The same way most of their peers did in the past. We hacked the computer because we enjoyed it, not because we were trained on it. We built things, we messed around, and when we entered the job market we already had years of experience.

Stack on access to more tools, I won’t be shocked when we have kids graduating high school and their first job is as a senior engineer.

In my day, something something, coding in the snow, yada yada, but it built character.

Old man jokes aside, I believe people should learn how to code instead of just diving in and leveraging these tools. Depending on where you are in terms of your engineering career, AI can level you up, or it can be a crutch that keeps you from learning.

In this developing world dependent on artificial intelligence, people still need to know how to do things. Shit happens, often, and just relying on those crutches will leave you pretty exhausted when the AI ​​is down, or hell, when the AI ​​doesn’t actually know the answer to a question.

Do you think AI knows how to debug an offline web server at 4am after drinking a few too many beers? I would say “maybe”, but I actually asked ChatGPT what I should do because my web server is down, and it just came up with a bunch of general stuff to try.

Funny enough, it didn’t even list the first two things I would check. am i able ssh into the box, and is the web server even running?

It will get worse before it gets better.

It’s the wild west right now. In addition to people who are afraid of new things, there are also a lot of obnoxious people out there who leverage artificial intelligence and pass it off as if it were their job.
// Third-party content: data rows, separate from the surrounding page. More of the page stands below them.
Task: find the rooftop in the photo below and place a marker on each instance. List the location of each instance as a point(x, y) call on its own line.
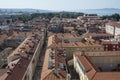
point(93, 72)
point(115, 24)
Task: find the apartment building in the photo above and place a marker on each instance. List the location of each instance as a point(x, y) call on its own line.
point(23, 60)
point(113, 28)
point(54, 66)
point(97, 65)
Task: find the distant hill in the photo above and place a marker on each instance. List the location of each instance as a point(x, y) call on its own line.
point(104, 11)
point(23, 10)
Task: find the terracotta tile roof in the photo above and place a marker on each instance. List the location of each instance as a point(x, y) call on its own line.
point(115, 24)
point(107, 76)
point(45, 71)
point(94, 73)
point(19, 70)
point(104, 53)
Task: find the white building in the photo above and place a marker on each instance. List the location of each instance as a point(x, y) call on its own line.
point(113, 28)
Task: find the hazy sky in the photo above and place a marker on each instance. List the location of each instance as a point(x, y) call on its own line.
point(60, 4)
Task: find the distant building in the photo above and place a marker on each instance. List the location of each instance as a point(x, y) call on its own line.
point(113, 28)
point(97, 65)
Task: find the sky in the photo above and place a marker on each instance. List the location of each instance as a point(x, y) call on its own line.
point(60, 5)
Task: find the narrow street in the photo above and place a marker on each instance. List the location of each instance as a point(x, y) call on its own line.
point(40, 63)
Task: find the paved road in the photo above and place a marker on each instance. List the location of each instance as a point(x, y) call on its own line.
point(40, 63)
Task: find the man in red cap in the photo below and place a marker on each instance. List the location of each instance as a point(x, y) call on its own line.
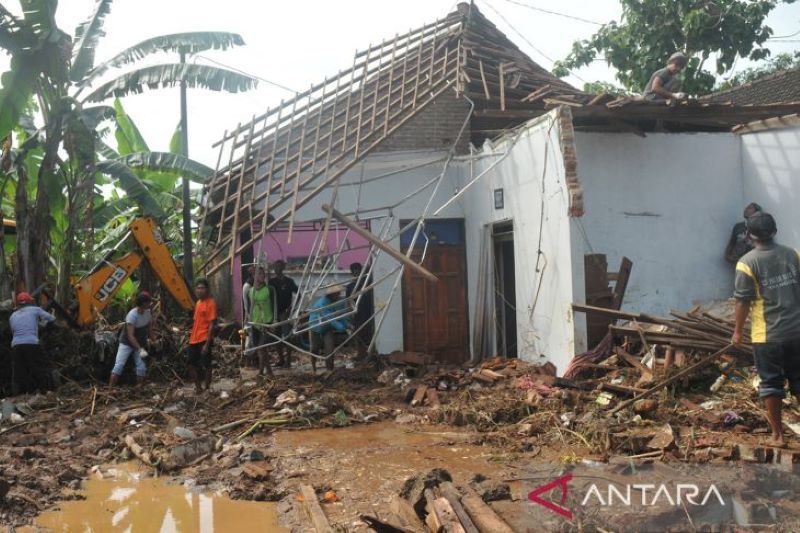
point(30, 368)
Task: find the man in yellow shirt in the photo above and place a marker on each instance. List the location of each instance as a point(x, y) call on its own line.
point(768, 289)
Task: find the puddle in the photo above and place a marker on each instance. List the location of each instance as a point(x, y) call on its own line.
point(128, 502)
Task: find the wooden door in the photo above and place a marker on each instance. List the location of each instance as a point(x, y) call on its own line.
point(435, 315)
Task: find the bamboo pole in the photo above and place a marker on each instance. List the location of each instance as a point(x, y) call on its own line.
point(237, 208)
point(415, 106)
point(395, 254)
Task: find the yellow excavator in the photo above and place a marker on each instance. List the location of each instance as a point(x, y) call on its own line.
point(95, 289)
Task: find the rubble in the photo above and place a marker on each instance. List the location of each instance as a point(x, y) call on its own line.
point(523, 408)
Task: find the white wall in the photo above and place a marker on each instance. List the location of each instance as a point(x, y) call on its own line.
point(532, 176)
point(667, 202)
point(771, 167)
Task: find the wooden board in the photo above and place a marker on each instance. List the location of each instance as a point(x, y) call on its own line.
point(314, 511)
I’m not even talking about asking ChatGPT to do an emotional analysis of Piggy M Beelzebub and cheat on homework. I’m talking about people trying to communicate whole ideas on their own instead of acknowledging that they got some help, singing the praises of technology.

Although at the end of the day, it really doesn’t matter, because let’s be honest, we all search the internet when we don’t know something. At some point the use of artificial intelligence will be as ubiquitous as this, but until then, if we’re all going to level up as a society, we absolutely need to sell the benefits, rather than hoard it in a vain attempt to look like the smartest person in the room.